While I still don't have perfect clarity about where the blog goes now, it seems like letters from Whit to me, and perhaps a few to him, might be good. I want to start with the last one I received from Whit, dated March 21, 2009. Although he had had no phone or visiting privileges for over a year - which is not even normal for solitary confinement, which usually allows visits 'through the glass' and monthly phone calls, he was able now and then to sweet talk a CO into letting him call me. He'd obviously written this just after the last call. There is nothing unusual about this letter. References to the exchange rate reflect his awareness that it affects my income. "Grandpa" is his maternal grandfather, whom he was close with and who manages my IRA - beautifully, under the circumstances. Other comments in brackets will always be mine.
What's crackin'? Another great call today. Hopefully you enjoyed it at least half as much as I did. What's kind of weird is the fact that in situations like that when there are a hundred different things to talk about, conversation is sometimes the toughest because I never know what is important enough to justify spending one of those fifteen precious minutes talking about. You sounded good. Glad you were able to get out in the yard today (or a few days ago, by the time this arrives.) I know it's looking like a fantastic day out this way.
Sounded like things are running pretty smoothly back home, which is really great to know. Actually, without attempting to make myself sound self-pitying or whatever, it seems almost inconceivable to me to live a life where for weeks and often months no major dramas occur either to me or at least within my vicinity. Yet another thing I'm looking forward to when coming home.

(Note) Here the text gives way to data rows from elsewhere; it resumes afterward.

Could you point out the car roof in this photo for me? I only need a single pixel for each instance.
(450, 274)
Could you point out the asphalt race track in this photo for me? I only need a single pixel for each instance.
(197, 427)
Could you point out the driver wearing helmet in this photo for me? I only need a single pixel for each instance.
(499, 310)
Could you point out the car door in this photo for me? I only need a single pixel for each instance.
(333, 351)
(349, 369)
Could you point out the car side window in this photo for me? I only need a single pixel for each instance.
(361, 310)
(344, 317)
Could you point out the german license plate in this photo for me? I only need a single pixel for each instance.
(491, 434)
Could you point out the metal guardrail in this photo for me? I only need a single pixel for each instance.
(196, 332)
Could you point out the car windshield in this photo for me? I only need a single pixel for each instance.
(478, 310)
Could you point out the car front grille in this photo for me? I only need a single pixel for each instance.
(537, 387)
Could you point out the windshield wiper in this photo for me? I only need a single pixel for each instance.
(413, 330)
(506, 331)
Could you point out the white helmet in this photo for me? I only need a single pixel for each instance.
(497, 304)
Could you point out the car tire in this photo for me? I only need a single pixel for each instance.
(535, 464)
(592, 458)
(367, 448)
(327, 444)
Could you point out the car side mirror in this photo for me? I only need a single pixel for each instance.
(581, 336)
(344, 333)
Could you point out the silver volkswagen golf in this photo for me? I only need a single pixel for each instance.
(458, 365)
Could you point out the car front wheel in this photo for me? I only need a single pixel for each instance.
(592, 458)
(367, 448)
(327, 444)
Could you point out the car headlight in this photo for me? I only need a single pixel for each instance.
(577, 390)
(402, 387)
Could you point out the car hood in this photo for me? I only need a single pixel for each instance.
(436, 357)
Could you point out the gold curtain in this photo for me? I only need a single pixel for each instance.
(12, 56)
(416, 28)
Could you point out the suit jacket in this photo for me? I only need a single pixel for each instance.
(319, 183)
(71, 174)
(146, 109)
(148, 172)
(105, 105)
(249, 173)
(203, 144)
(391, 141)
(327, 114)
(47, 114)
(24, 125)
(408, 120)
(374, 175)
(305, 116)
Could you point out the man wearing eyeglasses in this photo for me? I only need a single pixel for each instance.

Hey! I noticed the U.S. dollar has been taking a major pounding lately! Yay! I know on Thursday, the last rate I've seen, it was back to well over $1.30 versus the Euro. Seems kind of unusual when our stock markets are strengthening. Why is that? Does it have to do with all the new money the Fed. Reserve is pumping into the country? This is another reason why I'm looking forward so much to doing an economics course or two from O.U. Even if I don't do exceptionally well with the material, I should at least have a decent understanding of it which should mean the things I read in the money section of the newspaper take on a whole new meaning. Well, if not NEW than at least a greater meaning.
Thanks for explaining the situation with your investments/IRA a little more. You mentioned that you've lost 1/3 to 1/2 of the value compared to 2 years ago. Can you elaborate on that a little more? For a simple example, let's say your IRA was worthy $10,000 two years ago and then... oh, reading that passage again I understand now so no need to elaborate. Wow, that sucks. Such a considerable loss seems astounding when I consider the fact that Grandpa was managing your portfolio throughout this entire time. That means that either he made some seriously bad decisions or I guess it means that a lot of other people came out a lot worse than you. What a depressing topic, though. Moving on...
I really like your idea of converting your backyard into a landscaped garden. Yeah, it's not a whole lot of space but then again, I learned from our tomato growing adventures that sometimes it only takes a few plants to produce quite a bit of food at certain times. Those tomatoes were definitely delicious, although even with oregano, six or seven a day got to be a little much. Well, whenever your garden plan happens to come to fruition, I do have one request - sugar snap peas, and lots of them.
Great pictures!! Of downtown and Hyde Park Square. I'd forgotten that the fountains wouldn't have actually been turned on, though. Oh well, it was still a refreshing sight. I've got two of them taped up to The Wall next to my bunk.
[Whit had recently asked me to take and send photographs of two locations in Cincinnati that had special meaning for him.]
It's nice that you went to Esme's memorial. Were there very many people there who didn't actually know Tom, Lisa or Esme and were just there to show support? Reading about the drawings she'd done as a kid hanging from the walls at the memorial at first made me consider how, despite what difficulties we had (and still have, sometimes), things could still be worse. But then I realized the condition Esme's parents must be in having endured the worst-case scenario. The way you described your state during the service was vivid. I'm trying to find a way to empathize but it seems impossible. You've endured an incredible amount during your life and now this tragedy which, even at its distance, is much too close for comfort. I wish I could offer some advice or say something hopeful. You're the Dad, though - that's your job :-). You're in my mind all the time, whatever that's worth. Hopefully you're able to keep in mind how much good you've done in your life and how much success you've had. Without even mentioning the obvious things like a Ph.D., a great house with friends who care a lot about you, and just generally being a man someone should strive to be, there's also me. The fact that I've been in quite a bit of trouble throughout my life is a reflection of my failures as a son. But the fact that a kid like me who dropped out after 9 years of school can be at least moderately intelligent and open-minded as I am is a concrete example of your success as a father. I've been incredibly lucky to have the father I do.
Alright, I'm going to let you go now. Hopefully this finds you in much better spirits than you were in when you wrote this letter of the 12th. Thank you for being so open with me, though. I miss you and love you.